NewsClaude Fable 5 is Anthropic's most capable publicly available AI model, built for long, complex, multi-step work like large code migrations, deep research, and autonomous multi-day tasks. You access it through the Claude API using the model string "claude-fable-5," through claude.ai on Pro, Max, Team, and select Enterprise plans, or through Amazon Bedrock, Google Cloud, and Microsoft Foundry. Fable 5 matters for AI engineers and product teams because it changes how much work you can hand off to a model without supervising every step.
What Is Claude Fable 5, and Who Can Access It?
Claude Fable 5 is a Mythos-class model, Anthropic's top capability tier, released for general use on June 9, 2026. Anthropic built Fable 5 for ambitious coding projects, multi-stage knowledge work, and long-horizon autonomous sessions that stretch across hours or days. The model shares its underlying architecture with Claude Mythos 5, but Fable 5 carries additional safety classifiers that Mythos 5 does not.

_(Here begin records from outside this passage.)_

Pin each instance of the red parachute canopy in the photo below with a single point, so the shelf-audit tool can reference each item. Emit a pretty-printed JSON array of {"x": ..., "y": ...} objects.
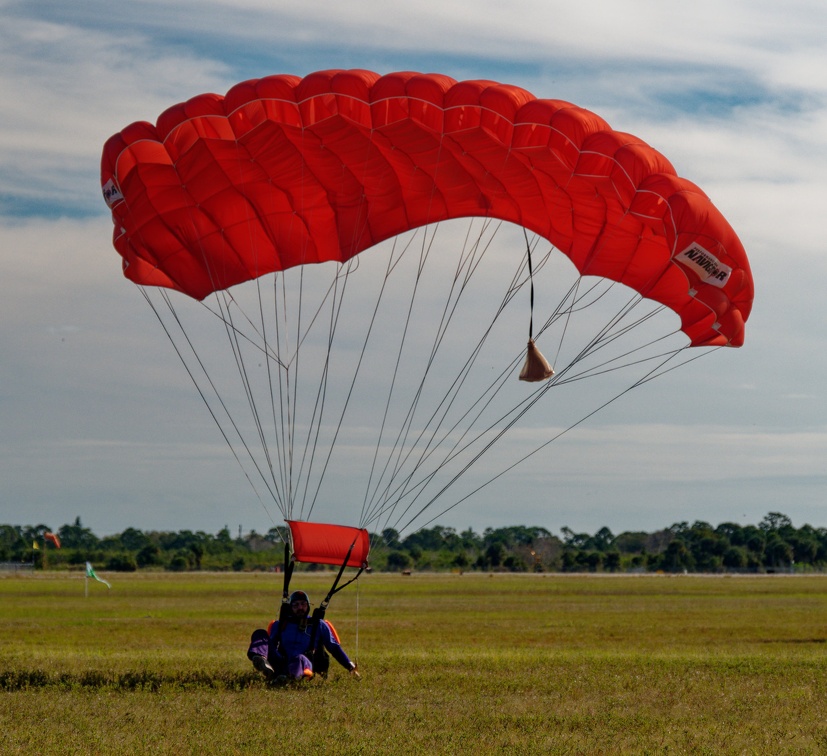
[
  {"x": 284, "y": 171},
  {"x": 329, "y": 544}
]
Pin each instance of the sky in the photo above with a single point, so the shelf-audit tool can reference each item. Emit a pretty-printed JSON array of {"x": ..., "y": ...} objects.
[{"x": 97, "y": 418}]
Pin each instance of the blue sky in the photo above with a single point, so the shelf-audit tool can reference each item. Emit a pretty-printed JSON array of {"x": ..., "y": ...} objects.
[{"x": 97, "y": 419}]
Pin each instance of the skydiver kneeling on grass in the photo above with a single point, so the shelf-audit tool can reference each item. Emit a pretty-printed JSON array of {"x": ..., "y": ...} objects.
[{"x": 298, "y": 649}]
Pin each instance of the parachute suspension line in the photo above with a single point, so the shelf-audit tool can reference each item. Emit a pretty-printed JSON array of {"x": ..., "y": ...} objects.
[
  {"x": 373, "y": 319},
  {"x": 315, "y": 425},
  {"x": 224, "y": 300},
  {"x": 495, "y": 386},
  {"x": 204, "y": 398},
  {"x": 644, "y": 379},
  {"x": 398, "y": 444},
  {"x": 531, "y": 287},
  {"x": 468, "y": 261}
]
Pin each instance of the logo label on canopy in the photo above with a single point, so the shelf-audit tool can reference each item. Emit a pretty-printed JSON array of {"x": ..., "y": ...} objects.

Developers reach Fable 5 through the Claude API, Claude Platform on AWS, Amazon Bedrock, Google Cloud, and Microsoft Foundry. Claude.ai subscribers on Pro, Max, Team, and select Enterprise plans get access through the model picker in the chat interface. Mythos 5, by contrast, stays limited to vetted organizations inside Anthropic's Project Glasswing program.
Why Setup and Access Rules Matter Right Now
Access to Claude Fable 5 has changed twice since launch, and both changes affect how you should plan a rollout. Anthropic suspended Fable 5 and Mythos 5 on June 12, 2026, after the U.S. Department of Commerce applied export controls tied to a reported jailbreak. Amazon researchers had found a prompting method that led Fable 5 to identify a small number of previously known, minor software vulnerabilities.
Anthropic tested the same prompts against Claude Opus 4.8, GPT-5.5, and other competing models and found they could surface the same vulnerabilities. The Department of Commerce lifted the export controls on June 30, 2026, and Anthropic restored full access on July 1, 2026. Anthropic also shipped an improved safety classifier that blocks the reported technique in more than 99% of attempts. Build your integration assuming access rules can shift again, and keep a fallback model configured.
What Governs How Claude Fable 5 Operates?

Anthropic's own safety classifiers, not a single external regulator, govern what Claude Fable 5 will and will not do. The model automatically declines certain requests in cybersecurity, biology, chemistry, and health and routes those queries to Claude Opus 4.8 instead. A declined request returns stop_reason: "refusal" as a standard HTTP 200 response, not an error, and the API reports which classifier triggered the decline.
Claude Fable 5 also carries mandatory 30-day data retention for safety monitoring. Anthropic classifies Fable 5 and Mythos 5 as Covered Models, which means they are not available under a zero data retention arrangement. Confirm this data retention requirement with your compliance team before sending production or client data through the model.
Understanding how a model works is a useful first step. But knowing it exists and knowing how to prompt it, structure a workflow around it, and handle refusals under real project deadlines are two different skills. Our Generative AI and Prompt Engineering Masterclass gives engineers and product teams the hands-on framework to apply models like this correctly in the agentic workflows they actually build — not just in a reference guide.
How to Access and Set Up Claude Fable 5: A Checklist
Use this checklist before you send your first production request to Claude Fable 5.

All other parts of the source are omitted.